Student groups host lots of bake sales, but most faculty
members are consumers rather than the suppliers in these transactions. On Monday, we brought in our baked items to
our “Village Square”—a strip of hallway next to our only real coffee stand—and
hawked our goods to passing students, faculty, staff, and administrators. And these passersby were tremendously
generous for the large part. We brought
in more than $600 in 6 hours of the bake sale, our optimistic projected
schedule of 10am-6pm having to be cut short because we literally ran out of
food to sell. Even the crumbs of burnt
and dried out cookies were somehow taken.
My baking vanity did not suffer any deflation since my two
batches of cookies—Dark Chocolate Walnut Chunk (top of the post) and M&M, Oatmeal,
Almond Chocolate Chunk Monster cookies (below)—disappeared quickly. One student claimed that the two monster cookies
she ate (she purchased one and then came back for another a few minutes later)

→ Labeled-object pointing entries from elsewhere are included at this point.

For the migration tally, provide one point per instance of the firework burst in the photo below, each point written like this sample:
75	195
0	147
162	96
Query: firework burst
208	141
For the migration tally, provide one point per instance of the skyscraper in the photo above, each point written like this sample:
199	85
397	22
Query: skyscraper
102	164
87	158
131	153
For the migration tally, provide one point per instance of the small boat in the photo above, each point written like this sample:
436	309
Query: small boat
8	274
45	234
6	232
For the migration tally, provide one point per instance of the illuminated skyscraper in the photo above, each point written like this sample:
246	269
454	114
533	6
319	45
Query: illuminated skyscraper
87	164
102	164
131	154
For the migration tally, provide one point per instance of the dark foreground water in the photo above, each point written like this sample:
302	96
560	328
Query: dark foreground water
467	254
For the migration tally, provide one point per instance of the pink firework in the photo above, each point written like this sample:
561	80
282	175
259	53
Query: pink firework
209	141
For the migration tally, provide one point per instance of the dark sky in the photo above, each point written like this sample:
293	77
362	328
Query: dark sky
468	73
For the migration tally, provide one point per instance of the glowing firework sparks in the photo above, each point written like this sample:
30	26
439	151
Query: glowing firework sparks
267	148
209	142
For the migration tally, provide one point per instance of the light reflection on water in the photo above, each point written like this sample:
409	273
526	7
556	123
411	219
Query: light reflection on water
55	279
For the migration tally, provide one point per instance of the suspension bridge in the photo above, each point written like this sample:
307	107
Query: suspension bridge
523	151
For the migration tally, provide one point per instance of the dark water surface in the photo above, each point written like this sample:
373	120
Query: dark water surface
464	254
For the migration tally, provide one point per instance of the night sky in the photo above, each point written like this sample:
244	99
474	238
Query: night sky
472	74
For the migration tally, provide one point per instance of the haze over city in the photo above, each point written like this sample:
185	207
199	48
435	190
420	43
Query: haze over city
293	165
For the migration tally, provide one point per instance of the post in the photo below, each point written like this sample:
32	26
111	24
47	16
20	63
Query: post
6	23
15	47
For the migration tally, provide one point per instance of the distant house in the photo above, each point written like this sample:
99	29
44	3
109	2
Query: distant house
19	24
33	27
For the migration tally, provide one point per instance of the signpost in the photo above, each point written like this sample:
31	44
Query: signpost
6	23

were hands-down the best cookies she’d had.
I am not going to discount the possibility that this student, facing a
Shakespeare exam the next day, thought it might not hurt to stroke the ego of
her professor… You judge.
The big tip of the
day: Do not price your items.
Those same students who asked us to host the bake sale gave
their neophyte fundraisers a piece of advice that came in quite handy. We were told not to price our items and
instead operate on a donations basis.
The thinking goes this way: If we price a cookie at 50 cents and a
brownie at $1, then most people would just pay the price listed. But if we ask for a “donation,” many are
willing to give extra just to help out (or feel too chintzy giving less than a
dollar per item). A colleague from the
History Department pointed to 3 small cookies remaining on a plate, added a
tiny piece of brownie, and gave us $10.
A student who didn’t appear particularly flush with cash unobtrusively
dropped a ten-dollar bill in the donation jar even though she only took two
cookies. Apparently the idea that English faculty members baked over the weekend and early morning for their students’
books was a major selling point.
Admittedly, I was a bit skeptical about the no-pricing
strategy when the first half-hour I was on the scene brought two individuals
who each gave a 25 cent donation and proceeded to pile plates full of food. Perhaps
we need to place a limit on the number of items taken per donation? But, of course, I would be happy if I thought
that they were very hungry and needed some food. One student longingly eyed a piece of cream-cheese brownie
but said that he didn’t have any money and started walking away. The chair of our department called him back
and said, “Dude, just take the brownie.” The student walked away with a brownie in his hand and a smile on his face--which had us smiling the rest of the bake sale.